AUBURN, Maine — Police arrested a man living in Auburn in connection to a 26-year-old cold case: a sexual assault and murder, that happened on the opposite side of the country.

RELATED: Auburn man charged in 26-year Alaska cold case

44-year-old-Steven Downs was arrested after a multi-agency investigation involving police in Maine and Alaska.

The body of 20 year-old Sophie Sergie was found in a dorm bathroom on the campus of University of Alaska Fairbanks in April of 1993. Suspect DNA was taken from the scene and uploaded into the FBI's Combined DNA Index System, but there was no known match for the DNA profile, until now.

That DNA testing, at the center of this case, is the same technology that was used to arrest the "Golden State Killer."

As home DNA test kits become more and more popular,  major discoveries are unfolding. But some ask, "at what cost?"

"You find a good match, you may be able to solve this case," said Dr. Ellen Greytak, one of Parabon's lead geneticists.

Parabon NanoLabs out of Virginia has pioneered what's called "snapshot genetic genealogy."

"All of this has really come together into a perfect storm that has made this technology now possible," said Greytak.

Before, DNA testing only matched close relatives. Parabon uploads DNA to a public database to find relatives as distant as third cousins. The company's genealogist then rebuilds a family tree using public data, generating new leads for police.

It's the same lab authorities in Alaska contacted for help about the unsolved sexual assault and murder of Sophie Sergie.

Using suspect DNA taken from the scene, the lab identified an aunt of the suspect and she only had one possible second-degree relationship with a male relative: her nephew, Steven Downs.
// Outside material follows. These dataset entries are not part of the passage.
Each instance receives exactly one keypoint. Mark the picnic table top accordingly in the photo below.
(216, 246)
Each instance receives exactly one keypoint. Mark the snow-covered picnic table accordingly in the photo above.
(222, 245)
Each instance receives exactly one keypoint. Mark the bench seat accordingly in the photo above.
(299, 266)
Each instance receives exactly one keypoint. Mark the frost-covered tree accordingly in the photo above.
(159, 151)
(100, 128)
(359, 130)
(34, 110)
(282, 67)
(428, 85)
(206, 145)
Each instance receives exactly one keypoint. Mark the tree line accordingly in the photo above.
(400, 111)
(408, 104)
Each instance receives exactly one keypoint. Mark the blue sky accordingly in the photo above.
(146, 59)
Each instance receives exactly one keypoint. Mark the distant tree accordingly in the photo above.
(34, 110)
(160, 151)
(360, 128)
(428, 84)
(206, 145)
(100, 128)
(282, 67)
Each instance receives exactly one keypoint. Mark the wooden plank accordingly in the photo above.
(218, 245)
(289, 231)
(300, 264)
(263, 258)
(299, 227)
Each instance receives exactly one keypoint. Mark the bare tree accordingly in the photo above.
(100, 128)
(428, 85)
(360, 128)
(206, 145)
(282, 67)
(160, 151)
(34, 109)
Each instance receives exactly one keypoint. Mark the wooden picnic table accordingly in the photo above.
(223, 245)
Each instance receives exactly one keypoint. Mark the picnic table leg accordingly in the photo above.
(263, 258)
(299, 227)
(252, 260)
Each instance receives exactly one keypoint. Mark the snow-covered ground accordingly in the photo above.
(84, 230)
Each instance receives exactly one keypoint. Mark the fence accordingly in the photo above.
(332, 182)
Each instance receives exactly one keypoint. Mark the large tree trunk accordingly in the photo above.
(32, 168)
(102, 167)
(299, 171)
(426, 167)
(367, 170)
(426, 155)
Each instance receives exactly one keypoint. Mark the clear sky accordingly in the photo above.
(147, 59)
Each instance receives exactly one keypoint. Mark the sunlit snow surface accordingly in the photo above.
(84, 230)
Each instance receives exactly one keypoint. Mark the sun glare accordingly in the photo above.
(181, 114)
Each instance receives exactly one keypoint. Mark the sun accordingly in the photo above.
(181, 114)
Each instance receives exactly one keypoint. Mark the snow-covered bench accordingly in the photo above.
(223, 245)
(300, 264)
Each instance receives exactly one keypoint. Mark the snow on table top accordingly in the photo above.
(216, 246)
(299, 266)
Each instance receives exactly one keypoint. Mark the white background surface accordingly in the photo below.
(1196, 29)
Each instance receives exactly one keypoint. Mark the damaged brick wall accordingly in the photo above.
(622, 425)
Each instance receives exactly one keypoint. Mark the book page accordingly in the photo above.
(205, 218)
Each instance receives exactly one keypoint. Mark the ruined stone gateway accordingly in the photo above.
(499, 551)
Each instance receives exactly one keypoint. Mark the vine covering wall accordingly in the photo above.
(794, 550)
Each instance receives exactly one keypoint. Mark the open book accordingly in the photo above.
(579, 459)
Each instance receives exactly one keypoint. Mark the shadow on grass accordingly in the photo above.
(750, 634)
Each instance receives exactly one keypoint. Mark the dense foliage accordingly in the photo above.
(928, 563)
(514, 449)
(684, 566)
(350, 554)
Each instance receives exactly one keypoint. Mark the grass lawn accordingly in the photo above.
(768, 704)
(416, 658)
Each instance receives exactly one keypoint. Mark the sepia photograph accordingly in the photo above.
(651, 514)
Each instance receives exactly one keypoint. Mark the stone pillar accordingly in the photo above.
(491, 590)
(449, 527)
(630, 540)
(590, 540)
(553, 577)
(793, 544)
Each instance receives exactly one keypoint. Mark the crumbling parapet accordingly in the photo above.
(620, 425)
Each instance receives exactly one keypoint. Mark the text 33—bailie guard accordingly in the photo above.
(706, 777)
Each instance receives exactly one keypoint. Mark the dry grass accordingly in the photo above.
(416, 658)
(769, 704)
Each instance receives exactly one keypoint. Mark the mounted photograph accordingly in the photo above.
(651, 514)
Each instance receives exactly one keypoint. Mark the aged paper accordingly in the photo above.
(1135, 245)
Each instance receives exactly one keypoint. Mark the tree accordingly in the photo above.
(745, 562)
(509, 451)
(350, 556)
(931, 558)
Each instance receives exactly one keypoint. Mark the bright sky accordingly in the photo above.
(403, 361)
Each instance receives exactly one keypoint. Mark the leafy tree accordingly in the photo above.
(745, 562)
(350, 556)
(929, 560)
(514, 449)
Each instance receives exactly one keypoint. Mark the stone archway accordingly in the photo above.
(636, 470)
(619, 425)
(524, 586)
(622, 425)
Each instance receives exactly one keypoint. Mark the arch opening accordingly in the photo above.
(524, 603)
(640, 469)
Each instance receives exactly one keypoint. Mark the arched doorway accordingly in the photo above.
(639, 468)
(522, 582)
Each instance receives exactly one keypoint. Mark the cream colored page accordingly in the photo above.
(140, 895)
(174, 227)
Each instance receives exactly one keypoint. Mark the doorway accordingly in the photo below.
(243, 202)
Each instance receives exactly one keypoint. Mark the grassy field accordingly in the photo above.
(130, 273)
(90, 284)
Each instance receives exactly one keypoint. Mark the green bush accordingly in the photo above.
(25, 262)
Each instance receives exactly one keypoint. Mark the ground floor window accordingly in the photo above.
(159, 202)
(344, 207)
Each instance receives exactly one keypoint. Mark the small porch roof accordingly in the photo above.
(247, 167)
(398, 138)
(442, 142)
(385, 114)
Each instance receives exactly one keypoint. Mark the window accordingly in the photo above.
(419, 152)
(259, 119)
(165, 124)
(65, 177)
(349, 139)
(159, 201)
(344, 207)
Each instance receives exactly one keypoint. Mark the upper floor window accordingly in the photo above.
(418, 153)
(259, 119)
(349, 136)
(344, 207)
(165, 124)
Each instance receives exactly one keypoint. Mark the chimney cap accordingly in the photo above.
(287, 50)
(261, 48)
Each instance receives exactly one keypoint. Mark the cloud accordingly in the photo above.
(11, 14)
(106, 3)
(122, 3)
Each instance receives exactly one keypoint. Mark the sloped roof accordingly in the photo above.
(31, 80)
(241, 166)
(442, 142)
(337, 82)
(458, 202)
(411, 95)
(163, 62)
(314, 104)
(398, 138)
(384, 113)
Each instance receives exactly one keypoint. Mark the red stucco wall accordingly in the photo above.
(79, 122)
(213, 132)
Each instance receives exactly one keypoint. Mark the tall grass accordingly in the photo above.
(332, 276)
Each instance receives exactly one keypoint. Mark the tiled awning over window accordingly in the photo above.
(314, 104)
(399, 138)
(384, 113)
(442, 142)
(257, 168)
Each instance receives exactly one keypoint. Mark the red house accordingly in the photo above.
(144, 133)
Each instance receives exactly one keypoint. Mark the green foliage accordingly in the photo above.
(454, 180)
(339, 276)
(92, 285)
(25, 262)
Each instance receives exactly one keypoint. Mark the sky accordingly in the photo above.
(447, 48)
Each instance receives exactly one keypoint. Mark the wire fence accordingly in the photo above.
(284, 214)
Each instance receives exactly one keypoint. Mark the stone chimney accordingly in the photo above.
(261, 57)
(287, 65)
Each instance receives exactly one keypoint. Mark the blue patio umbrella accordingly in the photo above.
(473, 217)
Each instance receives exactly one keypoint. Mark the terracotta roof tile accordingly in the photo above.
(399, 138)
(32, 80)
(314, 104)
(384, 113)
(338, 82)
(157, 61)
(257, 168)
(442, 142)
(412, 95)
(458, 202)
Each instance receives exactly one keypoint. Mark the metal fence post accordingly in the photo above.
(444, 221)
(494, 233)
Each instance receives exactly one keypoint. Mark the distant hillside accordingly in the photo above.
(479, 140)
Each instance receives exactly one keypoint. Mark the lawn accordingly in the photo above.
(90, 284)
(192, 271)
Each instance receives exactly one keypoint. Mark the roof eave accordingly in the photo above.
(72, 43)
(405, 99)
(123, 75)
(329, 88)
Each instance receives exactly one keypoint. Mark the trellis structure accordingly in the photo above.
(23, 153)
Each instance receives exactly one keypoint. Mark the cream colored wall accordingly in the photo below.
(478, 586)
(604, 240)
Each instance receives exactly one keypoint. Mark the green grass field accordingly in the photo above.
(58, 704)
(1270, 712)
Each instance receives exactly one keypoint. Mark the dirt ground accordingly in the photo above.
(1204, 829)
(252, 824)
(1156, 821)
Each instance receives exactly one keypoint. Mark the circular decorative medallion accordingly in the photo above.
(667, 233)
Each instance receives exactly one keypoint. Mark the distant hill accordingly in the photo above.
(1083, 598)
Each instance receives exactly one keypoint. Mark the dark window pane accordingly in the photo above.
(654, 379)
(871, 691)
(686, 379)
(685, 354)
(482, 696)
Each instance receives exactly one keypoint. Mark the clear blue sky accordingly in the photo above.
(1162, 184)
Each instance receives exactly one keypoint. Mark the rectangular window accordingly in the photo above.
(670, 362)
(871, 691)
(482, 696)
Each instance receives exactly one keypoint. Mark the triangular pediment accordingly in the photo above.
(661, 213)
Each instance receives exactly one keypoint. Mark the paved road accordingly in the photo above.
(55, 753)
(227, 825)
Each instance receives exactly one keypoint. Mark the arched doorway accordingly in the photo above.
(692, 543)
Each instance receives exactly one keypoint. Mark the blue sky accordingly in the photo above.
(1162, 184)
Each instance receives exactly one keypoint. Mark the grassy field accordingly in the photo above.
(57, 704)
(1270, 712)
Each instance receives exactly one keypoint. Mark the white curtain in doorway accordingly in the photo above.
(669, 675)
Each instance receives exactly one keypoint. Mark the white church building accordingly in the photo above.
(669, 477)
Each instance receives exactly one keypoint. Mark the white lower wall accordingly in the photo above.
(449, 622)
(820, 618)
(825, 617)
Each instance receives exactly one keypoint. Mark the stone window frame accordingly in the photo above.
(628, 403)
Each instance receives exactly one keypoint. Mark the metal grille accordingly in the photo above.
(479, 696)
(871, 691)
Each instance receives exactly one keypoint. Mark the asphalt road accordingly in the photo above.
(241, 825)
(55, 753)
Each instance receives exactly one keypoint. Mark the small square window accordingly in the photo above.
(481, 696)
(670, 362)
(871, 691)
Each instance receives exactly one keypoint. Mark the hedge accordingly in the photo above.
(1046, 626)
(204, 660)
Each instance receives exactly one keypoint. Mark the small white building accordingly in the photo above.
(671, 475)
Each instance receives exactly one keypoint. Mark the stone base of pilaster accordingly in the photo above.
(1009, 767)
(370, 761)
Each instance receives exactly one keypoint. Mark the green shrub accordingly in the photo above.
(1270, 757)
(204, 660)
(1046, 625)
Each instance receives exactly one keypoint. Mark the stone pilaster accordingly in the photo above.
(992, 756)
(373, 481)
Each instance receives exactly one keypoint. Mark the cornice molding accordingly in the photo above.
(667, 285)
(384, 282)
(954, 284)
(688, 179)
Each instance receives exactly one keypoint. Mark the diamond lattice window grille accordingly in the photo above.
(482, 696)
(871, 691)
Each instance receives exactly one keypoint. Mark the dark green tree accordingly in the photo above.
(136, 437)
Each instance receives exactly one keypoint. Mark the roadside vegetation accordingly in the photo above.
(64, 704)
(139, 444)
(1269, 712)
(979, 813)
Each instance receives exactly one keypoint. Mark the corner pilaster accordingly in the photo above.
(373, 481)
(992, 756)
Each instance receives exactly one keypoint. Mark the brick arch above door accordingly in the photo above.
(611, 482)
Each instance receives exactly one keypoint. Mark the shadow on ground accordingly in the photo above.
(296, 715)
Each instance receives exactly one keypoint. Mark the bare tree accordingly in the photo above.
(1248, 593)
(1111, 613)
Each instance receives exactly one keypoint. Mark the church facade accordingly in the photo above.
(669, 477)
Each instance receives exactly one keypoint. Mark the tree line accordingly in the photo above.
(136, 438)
Police had to close the loop by getting a DNA swab from Downs.

This combination of DNA testing and genealogy has helped police find suspects in dozens of decades-old cold cases including the Golden State killer.

One month after the arrest in that case, a blog post from the ACLU questioned whether the new technology jeopardizes human rights.

"Blockbuster investigations, as gratifying as they are, shouldn't obscure the very real dangers of government access to sensitive information," wrote Vera Eidelman an ACLU staff attorney.